Ela também destaca a forma como o conteúdo foi trabalhado. “A gente conseguiu aprender de forma simples, leve e muito dinâmica. Era algo inovador, ainda mais porque o podcast estava em alta. Conseguimos trabalhar o conteúdo de maneira lúdica e envolvente”, diz.

Flávia ainda reforça o engajamento dos estudantes. “Quando o assunto é trabalhado dessa forma, os alunos se interessam mais. Todo mundo acaba se envolvendo, participando e aprendendo junto. Foi um projeto essencial aqui na escola”, conclui.

Revista eletrônica

Com o sucesso do podcast, o projeto se expandiu para outras iniciativas, como a criação de uma revista eletrônica voltada à valorização do patrimônio histórico de São Cristóvão. Nessa nova etapa, os alunos passaram a atuar como repórteres, fotógrafos e entrevistadores, explorando a cidade e produzindo conteúdos sobre sua riqueza cultural.

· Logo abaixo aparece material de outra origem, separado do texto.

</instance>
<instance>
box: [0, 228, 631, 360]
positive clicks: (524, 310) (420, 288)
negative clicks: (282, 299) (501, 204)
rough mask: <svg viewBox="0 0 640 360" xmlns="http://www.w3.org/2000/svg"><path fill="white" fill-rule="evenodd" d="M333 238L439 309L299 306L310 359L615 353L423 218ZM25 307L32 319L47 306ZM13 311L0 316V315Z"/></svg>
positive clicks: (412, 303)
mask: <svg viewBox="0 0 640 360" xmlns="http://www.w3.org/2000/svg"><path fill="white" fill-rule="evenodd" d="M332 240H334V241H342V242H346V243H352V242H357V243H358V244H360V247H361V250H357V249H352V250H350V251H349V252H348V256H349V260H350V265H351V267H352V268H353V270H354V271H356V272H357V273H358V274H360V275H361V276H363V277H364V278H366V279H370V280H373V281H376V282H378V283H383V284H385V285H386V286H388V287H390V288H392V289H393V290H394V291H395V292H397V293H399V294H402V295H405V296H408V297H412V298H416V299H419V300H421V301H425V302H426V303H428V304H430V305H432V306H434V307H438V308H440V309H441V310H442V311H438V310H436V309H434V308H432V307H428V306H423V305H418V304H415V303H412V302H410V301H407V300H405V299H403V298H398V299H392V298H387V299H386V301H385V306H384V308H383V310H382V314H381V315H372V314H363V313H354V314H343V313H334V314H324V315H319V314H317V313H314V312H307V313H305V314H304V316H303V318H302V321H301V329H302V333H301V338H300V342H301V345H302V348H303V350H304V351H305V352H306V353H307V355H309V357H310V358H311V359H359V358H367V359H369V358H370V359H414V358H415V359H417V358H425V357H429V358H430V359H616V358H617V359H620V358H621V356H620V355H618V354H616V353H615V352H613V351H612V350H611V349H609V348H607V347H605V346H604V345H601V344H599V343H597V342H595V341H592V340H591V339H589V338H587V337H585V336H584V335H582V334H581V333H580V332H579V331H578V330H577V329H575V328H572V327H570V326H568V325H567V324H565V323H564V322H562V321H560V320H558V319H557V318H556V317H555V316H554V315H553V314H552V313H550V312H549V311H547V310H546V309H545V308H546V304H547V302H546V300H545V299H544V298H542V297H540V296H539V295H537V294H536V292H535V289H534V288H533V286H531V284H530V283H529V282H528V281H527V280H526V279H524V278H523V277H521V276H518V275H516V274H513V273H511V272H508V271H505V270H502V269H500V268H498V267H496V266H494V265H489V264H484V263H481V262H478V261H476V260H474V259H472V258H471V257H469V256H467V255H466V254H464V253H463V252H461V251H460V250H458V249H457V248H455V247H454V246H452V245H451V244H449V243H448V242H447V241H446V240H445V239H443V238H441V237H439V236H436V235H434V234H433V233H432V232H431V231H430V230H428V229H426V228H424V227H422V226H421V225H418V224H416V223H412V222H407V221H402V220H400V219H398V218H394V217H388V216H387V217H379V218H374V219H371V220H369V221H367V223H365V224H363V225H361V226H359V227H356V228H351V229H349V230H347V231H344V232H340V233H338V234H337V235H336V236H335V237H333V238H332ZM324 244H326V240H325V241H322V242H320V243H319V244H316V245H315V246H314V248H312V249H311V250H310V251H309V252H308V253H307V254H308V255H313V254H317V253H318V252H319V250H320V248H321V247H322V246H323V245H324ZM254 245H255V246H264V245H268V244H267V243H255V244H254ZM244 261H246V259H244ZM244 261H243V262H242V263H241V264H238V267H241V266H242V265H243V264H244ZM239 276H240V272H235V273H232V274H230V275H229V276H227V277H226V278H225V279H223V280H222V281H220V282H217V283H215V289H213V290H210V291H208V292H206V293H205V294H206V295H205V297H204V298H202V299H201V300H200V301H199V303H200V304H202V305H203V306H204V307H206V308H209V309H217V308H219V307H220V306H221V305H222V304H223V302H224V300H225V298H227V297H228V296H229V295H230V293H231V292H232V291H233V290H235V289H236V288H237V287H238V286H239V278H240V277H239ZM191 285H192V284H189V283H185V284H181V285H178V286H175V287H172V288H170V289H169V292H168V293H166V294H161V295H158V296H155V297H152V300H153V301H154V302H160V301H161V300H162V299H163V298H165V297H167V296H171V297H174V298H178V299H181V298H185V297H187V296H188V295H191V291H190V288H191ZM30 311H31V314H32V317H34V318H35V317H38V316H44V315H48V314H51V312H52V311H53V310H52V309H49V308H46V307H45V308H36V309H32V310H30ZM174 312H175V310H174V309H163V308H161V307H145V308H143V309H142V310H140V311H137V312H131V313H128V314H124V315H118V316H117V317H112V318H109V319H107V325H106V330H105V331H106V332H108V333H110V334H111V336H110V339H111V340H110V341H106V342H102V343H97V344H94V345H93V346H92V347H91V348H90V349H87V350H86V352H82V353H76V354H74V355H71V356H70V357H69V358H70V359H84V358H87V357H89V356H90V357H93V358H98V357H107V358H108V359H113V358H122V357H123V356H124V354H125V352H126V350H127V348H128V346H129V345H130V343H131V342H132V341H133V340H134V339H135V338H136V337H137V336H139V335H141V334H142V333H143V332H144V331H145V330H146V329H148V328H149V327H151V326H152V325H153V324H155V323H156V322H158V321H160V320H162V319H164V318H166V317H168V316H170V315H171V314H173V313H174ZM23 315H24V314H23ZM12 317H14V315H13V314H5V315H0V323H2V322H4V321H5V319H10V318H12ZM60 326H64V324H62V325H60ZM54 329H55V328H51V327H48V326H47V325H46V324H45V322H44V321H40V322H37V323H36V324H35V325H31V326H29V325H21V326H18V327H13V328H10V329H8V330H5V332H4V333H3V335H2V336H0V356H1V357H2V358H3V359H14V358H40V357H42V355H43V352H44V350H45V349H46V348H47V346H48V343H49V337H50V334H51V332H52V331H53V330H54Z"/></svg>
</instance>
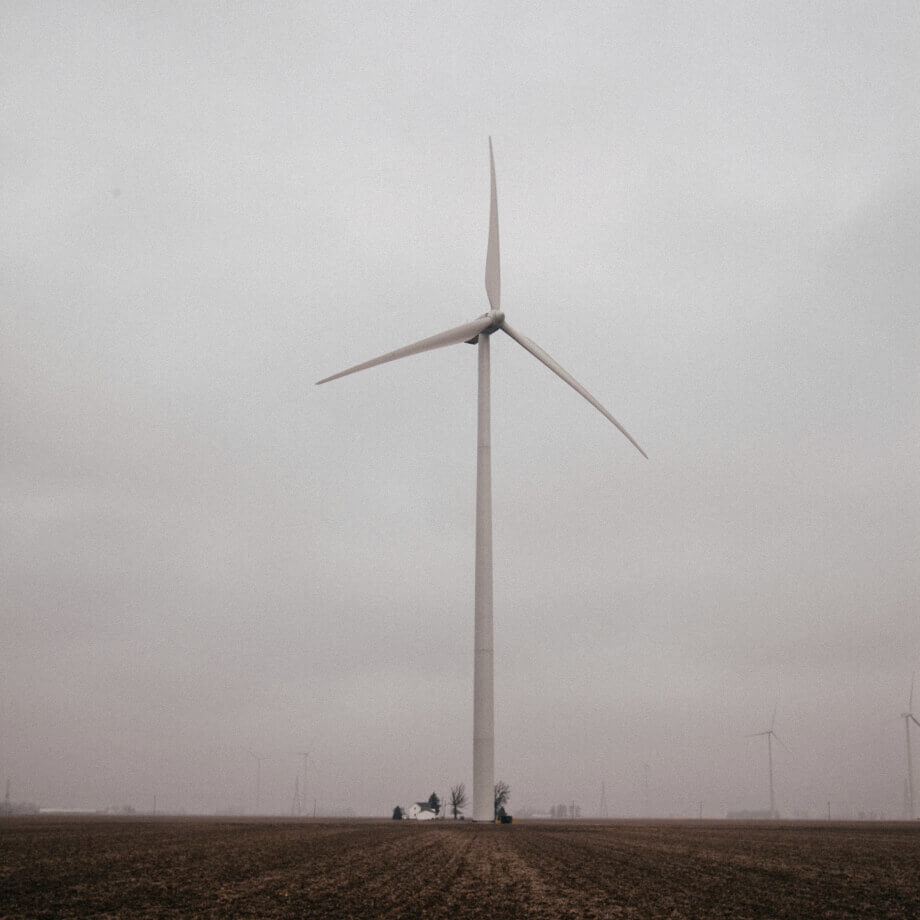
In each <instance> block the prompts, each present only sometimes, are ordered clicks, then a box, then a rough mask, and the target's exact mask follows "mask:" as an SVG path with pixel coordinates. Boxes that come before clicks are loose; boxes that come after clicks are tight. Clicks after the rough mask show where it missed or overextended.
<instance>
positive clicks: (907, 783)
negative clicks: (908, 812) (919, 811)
mask: <svg viewBox="0 0 920 920" xmlns="http://www.w3.org/2000/svg"><path fill="white" fill-rule="evenodd" d="M901 718H902V719H903V720H904V733H905V734H906V735H907V801H908V804H909V807H910V820H911V821H913V820H914V819H915V818H916V817H917V813H916V811H914V765H913V761H912V760H911V754H910V723H911V722H913V723H914V724H915V725H920V722H918V721H917V717H916V716H915V715H914V675H913V674H911V675H910V697H909V698H908V701H907V712H902V713H901Z"/></svg>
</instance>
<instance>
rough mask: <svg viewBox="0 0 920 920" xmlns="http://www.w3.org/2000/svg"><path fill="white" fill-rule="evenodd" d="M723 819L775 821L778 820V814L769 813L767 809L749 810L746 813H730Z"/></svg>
mask: <svg viewBox="0 0 920 920" xmlns="http://www.w3.org/2000/svg"><path fill="white" fill-rule="evenodd" d="M725 817H726V818H728V820H729V821H775V820H776V819H777V818H779V812H778V811H770V809H769V808H764V809H760V810H758V809H749V810H746V811H745V810H742V811H730V812H729V813H728V814H727V815H726V816H725Z"/></svg>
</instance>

A participação em atividades fora da sala de aula também ampliou a relação dos estudantes com o próprio município. “Antes, a gente não saía para conhecer a história de São Cristóvão. Eu mesma comecei a entender mais sobre a cidade quando passei a estudar aqui. Foi uma experiência nova e muito boa, porque a gente pode interagir não só dentro da escola, mas também fora, conhecendo quem foram essas pessoas e o que elas fizeram”, relata a aluna Weslynne Santos Pereira.

Com a continuidade das ações, os próprios estudantes passaram a assumir o protagonismo na condução dos projetos. A experiência de ir a campo, realizar pesquisas e produzir conteúdo tem sido avaliada de forma positiva. “Está sendo muito legal. É uma experiência ótima, porque a gente interage mais, vai para as ruas, pesquisa e aprende mais sobre a nossa própria história”, completa.

A iniciativa demonstra como o uso da tecnologia, aliado a metodologias criativas e práticas de campo, pode transformar o ensino e tornar o aprendizado mais significativo, participativo e conectado com a realidade dos alunos.